An electrifying suite for soprano and contemporary consort comprised of eleven discrete selections, Golijov leaps time and place, spanning the medieval to today, Spain to Palestine. Channeling past and present, the composer layers a kaleidoscope of form and colour on an at times earthy, at times ethereal canvas shimmering with legends and parables, ballads and anthems.
Something of a signature piece for Khalil who has sung Ayre in six different cities, Buenos Aires to Toronto via Banff; Ottawa; Rockport, Massachusetts and Victoria, the acclaimed Canadian soloist raised as a child in Damascus was every bit as abundantly invested in the material as when last seen locally at the Ismaili Centre in November 2016. Perhaps even more charged with energy, in fact, more impelled by the physical implications of music and texts.
Partnered by a compelling if eccentric eleven-player ensemble — percussion, accordion, harp and electronic laptop sampler included — the stage virtually crackled with energy, musicians and singer visibly sparking off one another as they powered through a blistering range of hyper emotion.
Gathering the mounting anticipation around her, Khalil flung herself into the opening number, Mañanita de San Juan (Morning of St. John’s Day), a wry, darkly entertaining Sephardic folktale.
The second in a pair of introductory songs written in Ladino, an ancient Judeo-Spanish language, Y Una Madre Comió Asado (A Mother Roasted Her Child) yielded an abrupt change of pace, wrapping the hall in stillness and paradox. Set to an exquisitely delicate Andalusian melody, the distinctly disquieting lullaby inspired by the prophet Jeremiah’s anguish on witnessing the Babylonian destruction of Jerusalem simultaneously mesmerized and unsettled. Sinking to her knees in a pose of unrestrained grief, Khalil became every mother of every slaughtered son throughout the ages, a deeply touching testament to the monstrousness of war.
An air of timelessness and universality breathed life into a good number of other selections on offer during the evening, perhaps nowhere more evident than in Golijov’s incendiary arrangement of a traditional 18th century Sardinian protest song, Tancas Serradas a Muru (Walls Are Encircling the Land). Originally intended as a bitter commentary on the formidable West Bank security perimeter, the simmering rage of a single rough voice railing against power and oppression, a pulsing, incendiary orchestral motif driving the speaker forward, resonated far beyond any narrow, purely historical context.

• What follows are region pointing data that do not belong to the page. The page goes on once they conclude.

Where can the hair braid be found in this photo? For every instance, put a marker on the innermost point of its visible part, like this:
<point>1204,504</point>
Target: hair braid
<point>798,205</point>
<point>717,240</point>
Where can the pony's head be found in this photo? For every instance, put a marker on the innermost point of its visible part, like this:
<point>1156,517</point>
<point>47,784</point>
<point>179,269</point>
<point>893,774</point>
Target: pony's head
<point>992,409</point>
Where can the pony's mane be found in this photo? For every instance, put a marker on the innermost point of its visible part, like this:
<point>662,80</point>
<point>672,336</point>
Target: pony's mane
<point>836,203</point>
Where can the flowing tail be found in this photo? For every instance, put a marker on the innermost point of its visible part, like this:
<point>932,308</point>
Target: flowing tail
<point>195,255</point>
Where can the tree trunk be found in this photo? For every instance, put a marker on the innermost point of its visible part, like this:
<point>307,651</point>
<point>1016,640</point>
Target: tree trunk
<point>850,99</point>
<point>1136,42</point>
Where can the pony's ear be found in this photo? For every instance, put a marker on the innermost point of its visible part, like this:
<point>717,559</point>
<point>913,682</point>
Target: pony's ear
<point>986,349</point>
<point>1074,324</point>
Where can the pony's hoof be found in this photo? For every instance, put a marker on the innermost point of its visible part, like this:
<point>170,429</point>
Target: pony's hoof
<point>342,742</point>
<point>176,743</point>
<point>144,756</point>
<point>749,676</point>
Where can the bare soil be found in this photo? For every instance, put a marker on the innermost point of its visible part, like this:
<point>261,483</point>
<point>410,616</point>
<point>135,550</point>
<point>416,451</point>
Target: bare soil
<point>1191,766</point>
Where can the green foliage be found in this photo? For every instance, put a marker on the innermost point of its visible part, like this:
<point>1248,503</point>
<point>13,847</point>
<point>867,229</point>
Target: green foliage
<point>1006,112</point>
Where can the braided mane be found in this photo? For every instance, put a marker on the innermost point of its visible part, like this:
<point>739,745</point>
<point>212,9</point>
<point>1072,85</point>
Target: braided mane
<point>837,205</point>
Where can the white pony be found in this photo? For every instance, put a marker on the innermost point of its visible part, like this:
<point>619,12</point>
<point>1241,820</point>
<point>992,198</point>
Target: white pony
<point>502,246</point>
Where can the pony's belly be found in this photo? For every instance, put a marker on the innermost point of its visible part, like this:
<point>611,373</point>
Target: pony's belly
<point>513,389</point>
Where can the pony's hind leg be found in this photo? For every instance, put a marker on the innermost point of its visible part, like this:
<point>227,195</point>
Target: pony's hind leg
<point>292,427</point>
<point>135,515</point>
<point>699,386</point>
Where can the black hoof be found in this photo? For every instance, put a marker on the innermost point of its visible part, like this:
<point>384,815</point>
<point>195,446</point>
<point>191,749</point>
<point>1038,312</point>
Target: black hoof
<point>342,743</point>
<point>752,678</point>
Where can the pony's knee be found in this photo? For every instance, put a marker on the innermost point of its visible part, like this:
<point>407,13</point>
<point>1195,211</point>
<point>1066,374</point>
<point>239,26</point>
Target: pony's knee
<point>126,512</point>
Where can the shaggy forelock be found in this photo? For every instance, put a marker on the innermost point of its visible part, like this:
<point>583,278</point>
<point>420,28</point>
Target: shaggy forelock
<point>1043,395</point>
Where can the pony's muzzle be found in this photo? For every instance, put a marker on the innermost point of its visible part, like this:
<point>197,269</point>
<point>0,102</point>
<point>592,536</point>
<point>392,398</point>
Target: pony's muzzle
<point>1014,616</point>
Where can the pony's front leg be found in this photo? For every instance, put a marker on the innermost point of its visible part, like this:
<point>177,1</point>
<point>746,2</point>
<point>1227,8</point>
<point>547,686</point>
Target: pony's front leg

So too the twinned voices of Palestinian laureate Mahmoud Darwish, verses extracted from the closing stanzas of his poignant exile poem, Kun Li-Guitari Wataran Ayyuha Al-Maa’ (Be a String, Water, to My Guitar), and medieval Jewish poet Yehudah Halevy “dialoguing across time”, in the composer’s words, Arabic and Hebrew movingly overlaid. Yah, Anna Emtzacha (Oh, Where Shall I find You?), Khalil sung-chanted, doubling herself by way of clever pre-recorded playback, summoning the eternal, boundless pain of lost identity.
Concluding with a gentle, lyrical blend of traditional and original Sephardic melodies, Ariadna en su Laberinto (Ariadne in Her Labyrinth), Golijov’s long sumptuous lines of undulating melisma translated into a swirl of interpretative Middle Eastern-sourced movement, Khalil danced into the final fade out.
Concert producer Against the Grain Theatre has gifted Toronto with a decade of startlingly memorable presentations, the last, it often feels, more impactful than the preceeding. Resonance is, of course, largely the property of the heart. But timeliness is quite another matter. This soaring, expressly dramatic Ayre spoke to both perspectives. For a brief shining moment on an endlessly rainy winter’s night, the dream of al-Andalus lit up the darkness.